AHA: Infusion of apoA Induces Reverse Cholesterol TransportLast Updated: November 06, 2012. Infusion of CSL112 (apolipoprotein A-1), the active protein of high-density lipoprotein, induces key biomarkers in the initial steps of reverse cholesterol transport in healthy individuals, according to a study presented at the American Heart Association's Scientific Sessions 2012, held from Nov. 3 to 7 in Los Angeles.
TUESDAY, Nov. 6 (HealthDay News) -- Infusion of CSL112 (apolipoprotein A-1 [apoA-1]), the active protein of high-density lipoprotein (HDL), induces key biomarkers in the initial steps of reverse cholesterol transport in healthy individuals, according to a study presented at the American Heart Association's Scientific Sessions 2012, held from Nov. 3 to 7 in Los Angeles.
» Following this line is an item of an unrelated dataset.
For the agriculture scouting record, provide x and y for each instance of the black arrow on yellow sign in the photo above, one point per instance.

Andreas Gille, M.D., Ph.D., from CSL Limited in Parkville, Australia, and colleagues examined markers of cholesterol movement following a single infusion of CSL112 (5 to 135 mg/kg) in 57 healthy subjects.
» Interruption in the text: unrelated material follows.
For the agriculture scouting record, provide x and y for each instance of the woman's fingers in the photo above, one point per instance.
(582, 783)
The researchers found that infusion of CSL112 induced a dose-proportional elevation in apoA-1 and alterations to key biomarkers of the early steps in reverse cholesterol transport, including formation of PreBeta1-HDL; increase in global cholesterol efflux capacity from macrophages; movement of free cholesterol to HDL in plasma; increase in HDL-cholesterol; and increase in lecithin-cholesterol acyltransferase activity reflected by a time-dependent change of the ratio of free to esterified cholesterol. The changes occurred in a dose- and time-dependent manner and persisted for at least 72 hours following 40 mg/kg and higher-dose infusions of CSL112. There were immediate increases of several-fold above baseline in PreBeta1-HDL and global cholesterol efflux, which reached maximums of 3,600 and 270 percent, respectively. At the 135 mg/kg dose level there was no evidence indicating saturation of the effects of CSL112 on biomarkers, with the exception of PreBeta1-HDL. For apoB, non-HDL cholesterol, and non-HDL triglyceride there were no changes associated with CSL112.
"Overall, CSL112 behaved as well or better than we expected and all the changes are consistent with the desired elevation in reverse cholesterol transport activity," Gille said in a statement. "We did not observe any unfavorable changes in the low-density lipoprotein or 'bad' cholesterol-related biomarkers tested."
The study authors are all employees of CSL Limited, which funded the study.